Vor die Ruine der Gedächtniskirche, den großräumigen Häusern aus Walter Benjamins Kindheit schoben sich die aus Las Vegas und vom Times Square hergezauberten Kulissen, THERE IS A FORD IN YOUR FUTURE und BECAUSE THIS PHILIP MORRIS HAS IT ins Deutsche gebracht, RAUCHE STAUNE GUTE LAUNE DER DUFT DER WEITEN WELT, ein VW Käfer für jedermann, der vertraute Kübelwagen zum Maikäfer gewandelt, und hatten sie nicht gerade erst ein paar Stationen von hier die letzten Meldungen vom Kartoffelkäfer gelesen, den die Amis über die Felder bei Borna und Borsdorf abwarfen? Die Provinzler, der Kartoffelkäferaktion zu Hause entronnen, eroberten mit ihren Blicken den Kurfürstendamm. Sie liefen langsam, außerdem waren sie hungrig und durstig. Die anderen Passanten hatten es eilig. Der nächste Ausverkauf, Billigverkauf, Sommerschlußverkauf wartete an der nächsten Ecke. Der Ku’damm tönte von den eisenbeschlagenen Schuhen, welche die Kreppsohlenschuhe der Nachkriegsjahre ablösten. Auf leisen Sohlen stahl man sich leichter aus der Verantwortung, falls da Schuld noch nicht abgetragen war nach der Entnazifizierungskampagne der westlichen Alliierten. Welche Schuhe die Regierenden in Bonn und in Pankow trugen, ist nicht überliefert.
Chico und Falk hörten auf das Stakkato der Schuhe wie auf ein Schlagzeugsolo, obschon es mehr an den Freudentanz eines Fred Astaire erinnerte. Chico blieb vor den Schuhgeschäften stehen, Falk drängte weiter. Dann standen sie lange vor Marga Schoellers Buchhandlung. Ullsteins Taschenbücher waren am billigsten. Keine Romane, protestierte Falk. Können wir zu Hause in der DB (Deutsche Bücherei) lesen. Aber nicht Gottfried Benn, sagte Chico.

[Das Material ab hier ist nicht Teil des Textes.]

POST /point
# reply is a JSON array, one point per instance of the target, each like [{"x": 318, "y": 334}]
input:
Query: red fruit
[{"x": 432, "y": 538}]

Später, viel später, wenn Clara, Concha und ich, auf der Rentnerbank sitzend, diese Seiten durchblättern, schütteln wir die Köpfe. Zwei tumbe Toren auf Weltfahrt, und sie kommen sich vor wie im Märchen, picken die Rosinen aus dem Hexenhäuschen und übersehen die Zeichen der Zeit.

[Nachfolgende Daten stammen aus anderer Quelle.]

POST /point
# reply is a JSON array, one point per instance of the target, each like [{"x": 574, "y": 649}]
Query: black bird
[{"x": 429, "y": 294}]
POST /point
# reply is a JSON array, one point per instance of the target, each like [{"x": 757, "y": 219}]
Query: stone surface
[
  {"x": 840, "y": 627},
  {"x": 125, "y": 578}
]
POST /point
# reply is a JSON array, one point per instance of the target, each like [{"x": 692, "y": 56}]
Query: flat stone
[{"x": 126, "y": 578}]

Welche denn? fragt Clara. Betäubt vom Duft von Peer King Size, können sie sich nicht entscheiden. Ost oder West? Ulbricht oder Adenauer?

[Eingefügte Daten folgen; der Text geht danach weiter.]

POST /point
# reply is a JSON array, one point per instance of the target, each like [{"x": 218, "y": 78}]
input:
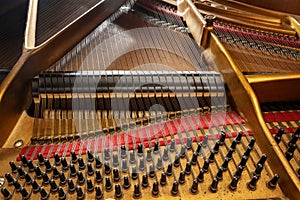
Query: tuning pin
[
  {"x": 116, "y": 175},
  {"x": 233, "y": 145},
  {"x": 126, "y": 183},
  {"x": 289, "y": 155},
  {"x": 107, "y": 168},
  {"x": 211, "y": 157},
  {"x": 290, "y": 152},
  {"x": 80, "y": 194},
  {"x": 172, "y": 145},
  {"x": 98, "y": 162},
  {"x": 247, "y": 152},
  {"x": 166, "y": 154},
  {"x": 219, "y": 175},
  {"x": 189, "y": 143},
  {"x": 262, "y": 159},
  {"x": 71, "y": 186},
  {"x": 81, "y": 164},
  {"x": 149, "y": 155},
  {"x": 56, "y": 159},
  {"x": 251, "y": 143},
  {"x": 13, "y": 167},
  {"x": 24, "y": 193},
  {"x": 90, "y": 186},
  {"x": 132, "y": 158},
  {"x": 90, "y": 170},
  {"x": 200, "y": 176},
  {"x": 239, "y": 171},
  {"x": 98, "y": 177},
  {"x": 216, "y": 147},
  {"x": 41, "y": 159},
  {"x": 225, "y": 164},
  {"x": 222, "y": 138},
  {"x": 182, "y": 151},
  {"x": 156, "y": 148},
  {"x": 294, "y": 140},
  {"x": 233, "y": 183},
  {"x": 205, "y": 165},
  {"x": 35, "y": 186},
  {"x": 80, "y": 178},
  {"x": 279, "y": 135},
  {"x": 115, "y": 161},
  {"x": 30, "y": 165},
  {"x": 9, "y": 178},
  {"x": 142, "y": 164},
  {"x": 194, "y": 188},
  {"x": 252, "y": 184},
  {"x": 108, "y": 184},
  {"x": 45, "y": 178},
  {"x": 6, "y": 194},
  {"x": 145, "y": 182},
  {"x": 151, "y": 171},
  {"x": 243, "y": 161},
  {"x": 169, "y": 169},
  {"x": 239, "y": 137},
  {"x": 16, "y": 184},
  {"x": 199, "y": 147},
  {"x": 229, "y": 154},
  {"x": 136, "y": 191},
  {"x": 38, "y": 172},
  {"x": 21, "y": 172},
  {"x": 73, "y": 171},
  {"x": 205, "y": 141},
  {"x": 174, "y": 190},
  {"x": 155, "y": 189},
  {"x": 53, "y": 186},
  {"x": 258, "y": 170},
  {"x": 24, "y": 160},
  {"x": 62, "y": 178},
  {"x": 55, "y": 172},
  {"x": 61, "y": 194},
  {"x": 214, "y": 185},
  {"x": 44, "y": 193},
  {"x": 273, "y": 182},
  {"x": 194, "y": 158},
  {"x": 106, "y": 154},
  {"x": 90, "y": 156},
  {"x": 163, "y": 178},
  {"x": 177, "y": 161},
  {"x": 123, "y": 152},
  {"x": 159, "y": 164},
  {"x": 73, "y": 157},
  {"x": 64, "y": 163},
  {"x": 48, "y": 165},
  {"x": 181, "y": 177},
  {"x": 188, "y": 168},
  {"x": 140, "y": 150},
  {"x": 99, "y": 193},
  {"x": 28, "y": 179},
  {"x": 118, "y": 191},
  {"x": 134, "y": 174}
]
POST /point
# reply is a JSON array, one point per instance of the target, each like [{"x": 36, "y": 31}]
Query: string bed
[{"x": 259, "y": 52}]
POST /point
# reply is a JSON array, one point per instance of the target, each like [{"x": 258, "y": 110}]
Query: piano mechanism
[{"x": 158, "y": 99}]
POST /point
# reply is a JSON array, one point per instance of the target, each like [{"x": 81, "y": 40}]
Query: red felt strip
[{"x": 144, "y": 134}]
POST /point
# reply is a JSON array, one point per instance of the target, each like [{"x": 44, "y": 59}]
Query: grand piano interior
[{"x": 160, "y": 99}]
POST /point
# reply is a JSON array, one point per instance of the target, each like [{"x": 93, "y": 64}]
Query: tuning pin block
[{"x": 273, "y": 182}]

Ich habe da nie gezweifelt, sagt Clara im Einvernehmen mit ihrer Schwester. Aber du.
Ich führe euch die beiden hier vor, sage ich, als den typischen Durchschnitt unserer Generation. Wie sie da durch die Stadt laufen, von Ost nach West, von West nach Ost, Alexanderplatz, Bahnhof Zoo, Amerikahaus, Badewanne … sie sind stets im Visier. Zwei sächsische Hasen, umstellt von Füchsen, Schakalen, Bären und Coyoten. Oder anders gesagt, die politischen Zuhälter stellen ihnen Fallen, damit sie sich zu ihren Gunsten prostituieren.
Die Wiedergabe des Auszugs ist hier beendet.